Malgré sa consonance scientifique, le mot “cellulite” tel qu’on l’emploie dans le langage courant n’est pas un terme médical. Il a été popularisé dans les années soixante-dix par un best-seller américain de Nicole Ronsard, qui dirigeait à l’époque un salon de beauté réputé de New-York.
La cellulite désigne l’aspect particulier de la peau en certains endroits du corps féminin : cuisses, fesses, hanches, intérieur des genoux, abdomen, épaules et bras essentiellement. Au lieu d’être lisse, le tissu cutané et sous-cutané a l’apparence d’une “peau d’orange” granuleuse.
L’apparition de la cellulite semble corrélée aux hormones féminines, les œstrogènes.

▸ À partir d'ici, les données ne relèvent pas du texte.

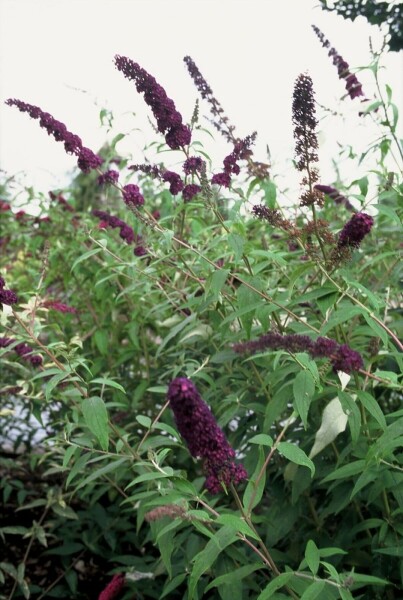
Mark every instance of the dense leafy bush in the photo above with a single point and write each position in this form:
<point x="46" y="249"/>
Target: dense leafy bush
<point x="204" y="282"/>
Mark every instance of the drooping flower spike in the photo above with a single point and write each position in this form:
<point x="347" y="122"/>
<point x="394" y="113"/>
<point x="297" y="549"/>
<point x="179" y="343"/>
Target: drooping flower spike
<point x="353" y="86"/>
<point x="204" y="438"/>
<point x="87" y="159"/>
<point x="169" y="120"/>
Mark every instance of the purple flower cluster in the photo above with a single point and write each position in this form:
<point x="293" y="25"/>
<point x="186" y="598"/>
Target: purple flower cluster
<point x="169" y="120"/>
<point x="192" y="165"/>
<point x="190" y="190"/>
<point x="241" y="151"/>
<point x="7" y="296"/>
<point x="110" y="176"/>
<point x="59" y="306"/>
<point x="132" y="195"/>
<point x="62" y="201"/>
<point x="22" y="350"/>
<point x="353" y="86"/>
<point x="203" y="436"/>
<point x="87" y="160"/>
<point x="175" y="181"/>
<point x="126" y="232"/>
<point x="342" y="357"/>
<point x="355" y="230"/>
<point x="220" y="121"/>
<point x="114" y="587"/>
<point x="334" y="195"/>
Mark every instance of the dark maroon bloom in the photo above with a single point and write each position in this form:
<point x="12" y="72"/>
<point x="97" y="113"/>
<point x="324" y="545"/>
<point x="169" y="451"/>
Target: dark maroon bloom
<point x="132" y="195"/>
<point x="221" y="179"/>
<point x="59" y="306"/>
<point x="220" y="121"/>
<point x="140" y="251"/>
<point x="355" y="230"/>
<point x="353" y="86"/>
<point x="342" y="357"/>
<point x="334" y="195"/>
<point x="192" y="165"/>
<point x="61" y="200"/>
<point x="113" y="589"/>
<point x="204" y="438"/>
<point x="189" y="191"/>
<point x="127" y="234"/>
<point x="87" y="160"/>
<point x="169" y="120"/>
<point x="110" y="176"/>
<point x="175" y="181"/>
<point x="23" y="350"/>
<point x="7" y="296"/>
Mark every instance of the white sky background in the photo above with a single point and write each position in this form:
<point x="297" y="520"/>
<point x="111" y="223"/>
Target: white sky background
<point x="58" y="55"/>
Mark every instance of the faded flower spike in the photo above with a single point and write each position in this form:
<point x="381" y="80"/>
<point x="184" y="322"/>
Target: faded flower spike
<point x="342" y="357"/>
<point x="87" y="160"/>
<point x="334" y="195"/>
<point x="113" y="589"/>
<point x="355" y="230"/>
<point x="204" y="438"/>
<point x="132" y="195"/>
<point x="7" y="296"/>
<point x="353" y="86"/>
<point x="169" y="120"/>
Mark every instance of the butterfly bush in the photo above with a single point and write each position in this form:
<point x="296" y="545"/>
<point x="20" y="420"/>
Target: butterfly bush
<point x="204" y="438"/>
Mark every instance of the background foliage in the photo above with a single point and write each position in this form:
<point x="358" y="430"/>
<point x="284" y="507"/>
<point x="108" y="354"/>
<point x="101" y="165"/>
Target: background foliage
<point x="111" y="487"/>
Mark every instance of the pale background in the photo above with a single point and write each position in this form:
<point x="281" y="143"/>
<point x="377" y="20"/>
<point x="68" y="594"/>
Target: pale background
<point x="59" y="55"/>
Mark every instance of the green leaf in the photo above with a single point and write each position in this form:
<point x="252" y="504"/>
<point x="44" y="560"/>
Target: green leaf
<point x="353" y="414"/>
<point x="85" y="256"/>
<point x="262" y="439"/>
<point x="314" y="590"/>
<point x="312" y="556"/>
<point x="109" y="383"/>
<point x="96" y="419"/>
<point x="304" y="389"/>
<point x="236" y="575"/>
<point x="274" y="585"/>
<point x="254" y="490"/>
<point x="237" y="243"/>
<point x="372" y="406"/>
<point x="204" y="559"/>
<point x="238" y="525"/>
<point x="296" y="455"/>
<point x="346" y="471"/>
<point x="334" y="421"/>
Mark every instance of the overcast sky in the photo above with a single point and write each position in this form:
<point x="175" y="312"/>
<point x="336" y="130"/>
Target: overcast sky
<point x="59" y="55"/>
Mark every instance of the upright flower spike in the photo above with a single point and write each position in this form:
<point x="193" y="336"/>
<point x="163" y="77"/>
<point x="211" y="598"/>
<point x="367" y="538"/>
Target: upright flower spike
<point x="353" y="86"/>
<point x="306" y="141"/>
<point x="87" y="160"/>
<point x="203" y="436"/>
<point x="169" y="120"/>
<point x="7" y="296"/>
<point x="355" y="230"/>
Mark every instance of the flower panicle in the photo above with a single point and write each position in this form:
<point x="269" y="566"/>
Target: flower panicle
<point x="22" y="350"/>
<point x="220" y="121"/>
<point x="342" y="357"/>
<point x="86" y="158"/>
<point x="335" y="195"/>
<point x="241" y="151"/>
<point x="114" y="587"/>
<point x="353" y="86"/>
<point x="8" y="297"/>
<point x="204" y="438"/>
<point x="169" y="120"/>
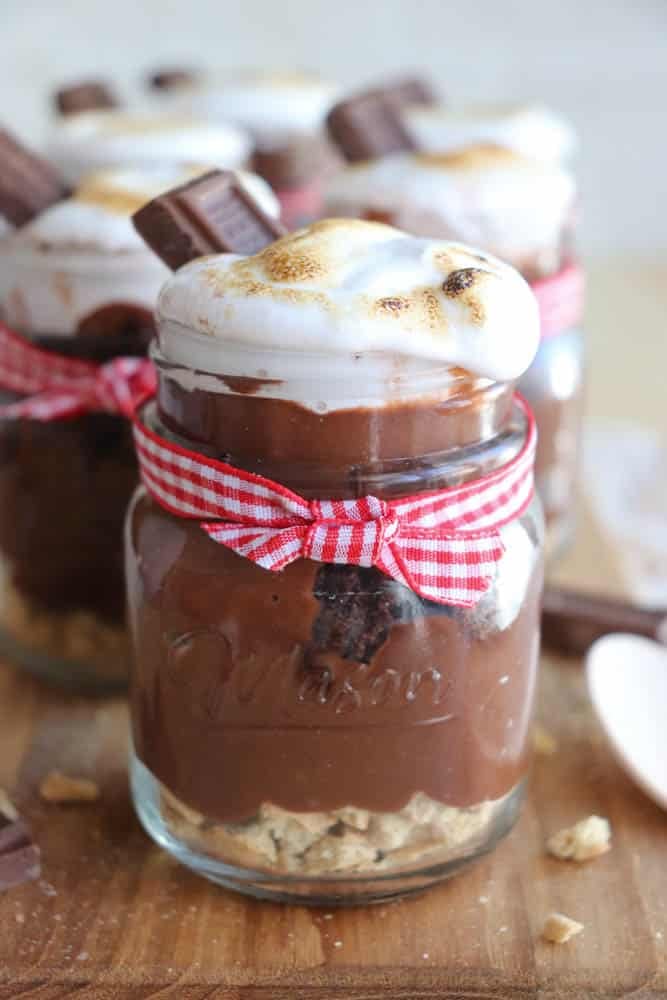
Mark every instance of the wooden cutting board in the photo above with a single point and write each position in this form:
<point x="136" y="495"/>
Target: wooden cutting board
<point x="113" y="916"/>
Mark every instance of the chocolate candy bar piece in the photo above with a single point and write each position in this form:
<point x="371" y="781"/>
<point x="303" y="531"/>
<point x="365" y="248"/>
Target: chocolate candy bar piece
<point x="28" y="184"/>
<point x="368" y="126"/>
<point x="410" y="90"/>
<point x="211" y="214"/>
<point x="572" y="621"/>
<point x="172" y="79"/>
<point x="19" y="856"/>
<point x="88" y="95"/>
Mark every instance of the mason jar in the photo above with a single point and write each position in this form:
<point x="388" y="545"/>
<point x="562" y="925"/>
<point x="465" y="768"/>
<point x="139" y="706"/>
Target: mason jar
<point x="64" y="488"/>
<point x="79" y="283"/>
<point x="323" y="734"/>
<point x="555" y="386"/>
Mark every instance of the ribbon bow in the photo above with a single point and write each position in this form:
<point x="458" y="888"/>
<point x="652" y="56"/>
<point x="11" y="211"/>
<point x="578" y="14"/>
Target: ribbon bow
<point x="57" y="387"/>
<point x="444" y="544"/>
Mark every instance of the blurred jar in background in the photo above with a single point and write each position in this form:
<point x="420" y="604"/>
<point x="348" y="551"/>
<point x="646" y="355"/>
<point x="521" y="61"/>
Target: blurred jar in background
<point x="284" y="114"/>
<point x="521" y="209"/>
<point x="78" y="282"/>
<point x="93" y="140"/>
<point x="530" y="129"/>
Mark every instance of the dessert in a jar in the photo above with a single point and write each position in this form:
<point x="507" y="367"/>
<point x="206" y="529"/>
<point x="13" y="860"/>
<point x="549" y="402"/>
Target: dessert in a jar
<point x="79" y="286"/>
<point x="334" y="564"/>
<point x="284" y="113"/>
<point x="112" y="137"/>
<point x="519" y="208"/>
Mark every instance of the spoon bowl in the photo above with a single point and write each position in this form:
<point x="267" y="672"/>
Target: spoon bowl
<point x="627" y="682"/>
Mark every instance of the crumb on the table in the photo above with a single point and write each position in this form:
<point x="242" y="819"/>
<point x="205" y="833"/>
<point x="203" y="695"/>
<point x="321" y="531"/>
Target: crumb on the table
<point x="58" y="787"/>
<point x="544" y="742"/>
<point x="587" y="839"/>
<point x="7" y="807"/>
<point x="558" y="928"/>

C’est la raison pour laquelle les hommes n’en souffrent presque jamais. Cette modification inesthétique de la peau n’apparaît pas avant la puberté, âge où le corps féminin prend ses caractères sexuels primaires et secondaires sous l’effet d’une libération massive des hormones sexuelles. La cellulite se développe d’abord sous l’apparence de granules cutanées rouges et fermes, qui prennent une consistance de plus en plus flasque avec l’âge, tandis que les bourrelets sous-cutanés deviennent visibles.
Graisse, tissu adipeux et adipocytes
La cellulite n’est ainsi rien d’autre qu’une accumulation locale de graisse. On sait maintenant avec précision comment elle se forme.
Le tissu adipeux de l’hypoderme contient des cellules spécialisées dans le stockage des graisses fournies par l’alimentation. Ces cellules, que l’on nomme adipocytes, sont maintenues entre elles par des fibres conjonctives et sont parcourues par un réseau de vaisseaux sanguins et lymphatiques, qui viennent à la fois “puiser leurs provisions” et “vider les déchets”.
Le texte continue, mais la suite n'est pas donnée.